I think we can also use : Huwag magalala, okey lang ako. But I need someone to back me up. Sige.


----------



## wEi-wEi

> Don't Worry I'll Be Ok...



all of you were right, but the complete translation is:
   "Huwag kang magalala magiging maayos din ako."


----------



## Roshini

"Huwag kang magalala magiging maayos din ako."
But isn't din used for too? Like 'don't worry, I'll be ok too?'
How about that?


----------



## wEi-wEi

yah... din is also used as too.. but in this sentence she used "i'll" and sometimes din can be used in future...


----------



## Roshini

How is that? Can you please explain further how din is used in 'i'll', and in future? Examples would be good.


----------



## wEi-wEi

gusto ko din matulog = i also want to sleep / i want to sleep too

din is been used when you want to say: also, too... words like that...


----------



## Roshini

Oh ok. Gusto ko matulog ngayon sahin ako'y maraming pagod na .(I want to sleep now because I'm very tired.) Please chech the arrangement of words in this sentence. Please put it colours fro those which are wrongly place. Thanks.
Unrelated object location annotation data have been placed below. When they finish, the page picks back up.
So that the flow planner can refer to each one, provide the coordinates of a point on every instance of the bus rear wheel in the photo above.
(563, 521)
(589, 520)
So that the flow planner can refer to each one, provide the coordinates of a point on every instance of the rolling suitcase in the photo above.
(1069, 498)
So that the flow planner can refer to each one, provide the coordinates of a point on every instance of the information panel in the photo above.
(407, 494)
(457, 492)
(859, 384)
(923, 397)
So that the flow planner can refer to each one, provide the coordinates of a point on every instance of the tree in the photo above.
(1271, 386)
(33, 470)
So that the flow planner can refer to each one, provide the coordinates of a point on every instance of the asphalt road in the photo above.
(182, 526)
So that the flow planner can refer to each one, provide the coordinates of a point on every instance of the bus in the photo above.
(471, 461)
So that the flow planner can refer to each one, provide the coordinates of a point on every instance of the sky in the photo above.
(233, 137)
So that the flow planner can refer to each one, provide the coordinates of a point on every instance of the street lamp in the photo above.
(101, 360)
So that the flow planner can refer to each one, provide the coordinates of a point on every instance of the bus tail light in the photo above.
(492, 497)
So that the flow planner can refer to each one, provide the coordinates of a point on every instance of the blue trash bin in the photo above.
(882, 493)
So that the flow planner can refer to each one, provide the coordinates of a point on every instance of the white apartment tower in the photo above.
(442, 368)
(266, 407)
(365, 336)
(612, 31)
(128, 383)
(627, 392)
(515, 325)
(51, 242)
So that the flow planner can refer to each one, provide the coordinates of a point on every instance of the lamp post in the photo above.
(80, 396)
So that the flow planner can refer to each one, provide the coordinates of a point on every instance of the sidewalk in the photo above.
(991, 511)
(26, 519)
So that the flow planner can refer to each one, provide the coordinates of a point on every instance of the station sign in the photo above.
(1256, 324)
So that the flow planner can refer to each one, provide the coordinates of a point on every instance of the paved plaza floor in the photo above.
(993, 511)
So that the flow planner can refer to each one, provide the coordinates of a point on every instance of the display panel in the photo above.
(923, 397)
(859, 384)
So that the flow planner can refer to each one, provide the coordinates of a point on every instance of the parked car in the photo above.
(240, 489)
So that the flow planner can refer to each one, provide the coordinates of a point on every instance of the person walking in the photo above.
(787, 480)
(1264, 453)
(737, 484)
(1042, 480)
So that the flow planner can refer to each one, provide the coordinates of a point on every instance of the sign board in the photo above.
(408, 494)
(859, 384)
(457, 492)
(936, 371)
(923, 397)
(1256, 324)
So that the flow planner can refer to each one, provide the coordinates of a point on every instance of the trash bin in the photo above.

Appreciate it.


----------



## Roshini

Oh is I'll miss you - mamimiss kita or namimis kita?


----------



## lourna18

Wei-Wei is right: but should be arranged this way

"Huwag kang mag-alala, magiging maayos din ako."

Take not that:
"I am okay" is present, "I will be okay" is future


----------



## Roshini

What's the difference? "Huwag kang mag-alala, magiging maayos din ako."
 and the one she gave earlier? 
Oh is:  I'll miss you - mamimiss kita or namimis kita?
thanks.


----------



## LanceKitty

Roshini said:
			
		

> Oh is: I'll miss you - mamimiss kita or namimis kita?
> thanks.


 
I'll miss you.  *Mamimiss kita*.
I am missing you.  *Namimiss kita*.


----------



## Roshini

Sige. salamat po.


----------